Perto do intervalo, Cole Palmer - jogador do torneio, não há frio ou calor que o aguente - avançou pela meia direita e lançou João Pedro, recém-chegado ao Chelsea e já com tanto para contar. O brasileiro, frio como o festejo do colega que o serviu, picou por cima de Donnarumma. O impensável estava a acontecer.
A 2.ª parte foi o conto de uma final já mais que decidida, da incapacidade do PSG encontrar espaços, dos muitos incaracterísticos cruzamentos que eram o carimbo de uma equipa despida dos seus principais pontos fortes. Sánchez fez o resto nas poucas vezes em que tudo o que restava entre o PSG e o golo era o guardião espanhol. O Chelsea, organizado atrás, deixava Liam Delap na frente para as eventualidades e o jovem inglês quase marcou por duas vezes - sem Pacho no eixo da defesa, Beraldo foi um problema para o PSG no apoio a Marquinhos.
Num jogo que se tornou duro, talvez porque incompreensível pareceu ao PSG, carregado de uma confiança construída e que tinha razão de existir, o que restou do jogo trouxe uma incomum expulsão de João Neves, depois de puxar o cabelo a Cucurella, e batatada no final, com Luís Enrique a não dar o melhor dos exemplos em frente a todos os seus jogadores. É certo que o PSG dos últimos dois anos não está habituado a perder, mas é sempre uma virtude saber como lidar com a derrota.

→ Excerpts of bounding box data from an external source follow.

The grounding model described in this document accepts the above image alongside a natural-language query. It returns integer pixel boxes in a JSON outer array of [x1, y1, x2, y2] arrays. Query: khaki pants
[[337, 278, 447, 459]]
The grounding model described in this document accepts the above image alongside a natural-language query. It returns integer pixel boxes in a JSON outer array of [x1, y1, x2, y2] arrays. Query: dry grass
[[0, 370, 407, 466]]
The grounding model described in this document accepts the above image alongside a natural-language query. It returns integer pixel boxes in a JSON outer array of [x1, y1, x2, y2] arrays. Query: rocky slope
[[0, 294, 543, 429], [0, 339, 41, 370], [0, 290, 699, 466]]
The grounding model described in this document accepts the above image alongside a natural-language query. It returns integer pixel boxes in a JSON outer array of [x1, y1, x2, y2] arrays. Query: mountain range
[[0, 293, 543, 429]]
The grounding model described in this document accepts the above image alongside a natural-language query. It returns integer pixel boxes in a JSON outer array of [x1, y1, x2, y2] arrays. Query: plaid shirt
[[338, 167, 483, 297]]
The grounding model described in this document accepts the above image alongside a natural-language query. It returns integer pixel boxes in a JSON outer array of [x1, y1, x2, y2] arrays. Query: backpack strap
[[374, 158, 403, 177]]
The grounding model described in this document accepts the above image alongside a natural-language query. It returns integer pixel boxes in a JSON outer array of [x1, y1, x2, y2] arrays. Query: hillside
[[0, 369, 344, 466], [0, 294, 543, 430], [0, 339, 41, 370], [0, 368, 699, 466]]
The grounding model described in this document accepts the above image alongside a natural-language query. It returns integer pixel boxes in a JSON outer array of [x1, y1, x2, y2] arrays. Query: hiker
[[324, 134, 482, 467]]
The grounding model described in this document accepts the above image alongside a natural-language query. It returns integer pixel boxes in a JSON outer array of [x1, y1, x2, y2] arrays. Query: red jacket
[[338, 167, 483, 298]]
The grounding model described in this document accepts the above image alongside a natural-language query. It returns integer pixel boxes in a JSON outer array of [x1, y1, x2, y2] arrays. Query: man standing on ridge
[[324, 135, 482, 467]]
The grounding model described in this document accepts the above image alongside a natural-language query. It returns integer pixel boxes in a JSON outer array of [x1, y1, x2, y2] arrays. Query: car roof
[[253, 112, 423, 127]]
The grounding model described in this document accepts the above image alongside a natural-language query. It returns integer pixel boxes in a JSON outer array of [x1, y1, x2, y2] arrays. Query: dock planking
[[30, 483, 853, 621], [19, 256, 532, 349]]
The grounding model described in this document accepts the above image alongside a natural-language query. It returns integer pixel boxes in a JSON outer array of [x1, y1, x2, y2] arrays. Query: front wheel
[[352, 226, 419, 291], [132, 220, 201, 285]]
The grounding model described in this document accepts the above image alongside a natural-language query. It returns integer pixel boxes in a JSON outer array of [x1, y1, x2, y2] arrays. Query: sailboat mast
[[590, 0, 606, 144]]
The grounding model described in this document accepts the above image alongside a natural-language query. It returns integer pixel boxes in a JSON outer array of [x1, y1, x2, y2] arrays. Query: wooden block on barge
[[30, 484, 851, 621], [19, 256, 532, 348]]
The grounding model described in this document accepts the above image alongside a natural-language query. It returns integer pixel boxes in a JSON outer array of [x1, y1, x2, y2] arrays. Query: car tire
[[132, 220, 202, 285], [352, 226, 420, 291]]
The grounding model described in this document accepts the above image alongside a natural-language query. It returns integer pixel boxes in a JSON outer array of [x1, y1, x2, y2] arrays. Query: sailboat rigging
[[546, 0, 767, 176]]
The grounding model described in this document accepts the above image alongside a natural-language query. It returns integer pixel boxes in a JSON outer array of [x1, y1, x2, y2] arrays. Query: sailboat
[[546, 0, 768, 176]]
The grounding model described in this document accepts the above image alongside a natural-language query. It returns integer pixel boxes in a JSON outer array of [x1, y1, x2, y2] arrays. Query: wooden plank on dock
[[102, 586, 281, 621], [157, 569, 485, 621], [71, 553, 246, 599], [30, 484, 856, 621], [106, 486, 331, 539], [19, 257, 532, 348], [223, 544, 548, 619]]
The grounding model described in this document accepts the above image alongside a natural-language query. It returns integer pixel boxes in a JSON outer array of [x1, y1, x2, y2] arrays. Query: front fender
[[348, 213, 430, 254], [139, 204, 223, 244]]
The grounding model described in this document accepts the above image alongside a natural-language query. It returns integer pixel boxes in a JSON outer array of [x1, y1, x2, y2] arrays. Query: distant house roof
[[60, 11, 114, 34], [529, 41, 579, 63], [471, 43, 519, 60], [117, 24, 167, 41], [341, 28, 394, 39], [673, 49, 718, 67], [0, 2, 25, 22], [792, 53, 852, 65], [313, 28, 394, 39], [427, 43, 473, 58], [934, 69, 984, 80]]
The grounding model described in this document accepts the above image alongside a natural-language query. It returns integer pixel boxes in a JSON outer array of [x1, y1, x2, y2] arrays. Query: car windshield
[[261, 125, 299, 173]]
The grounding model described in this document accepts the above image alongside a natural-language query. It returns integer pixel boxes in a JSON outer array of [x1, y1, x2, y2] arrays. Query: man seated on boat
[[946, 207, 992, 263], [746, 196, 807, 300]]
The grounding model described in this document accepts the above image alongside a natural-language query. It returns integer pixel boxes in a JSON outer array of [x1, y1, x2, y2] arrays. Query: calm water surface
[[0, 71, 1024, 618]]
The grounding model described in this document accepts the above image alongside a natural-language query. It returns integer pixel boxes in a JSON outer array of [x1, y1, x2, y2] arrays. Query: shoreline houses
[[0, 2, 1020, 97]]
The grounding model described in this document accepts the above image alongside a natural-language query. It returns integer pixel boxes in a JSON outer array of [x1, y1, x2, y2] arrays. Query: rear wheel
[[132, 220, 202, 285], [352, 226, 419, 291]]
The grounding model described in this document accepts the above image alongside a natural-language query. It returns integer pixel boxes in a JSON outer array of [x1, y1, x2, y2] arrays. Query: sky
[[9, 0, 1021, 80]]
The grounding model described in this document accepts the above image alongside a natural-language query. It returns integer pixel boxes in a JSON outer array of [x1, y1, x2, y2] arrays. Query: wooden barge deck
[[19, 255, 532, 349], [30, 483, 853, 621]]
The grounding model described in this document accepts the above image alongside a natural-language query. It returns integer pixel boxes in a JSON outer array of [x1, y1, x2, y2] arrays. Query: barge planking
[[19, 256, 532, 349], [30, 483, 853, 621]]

Não foi uma bela última imagem do Mundial de Clubes. Reece James a receber a bendita taça que é a menina dos olhos de Infantino das mãos de Trump também não será, mas é o mundo em que o futebol se move neste momento. E porque esse mundo não dá grandes sinais de querer mudar, daqui a quatro anos (quem sabe dois) haverá novo Mundial de Clubes, com mais centenas de jogadores sobrecarregados e, no final, clubes europeus a receberem a maior percentagem do bolo.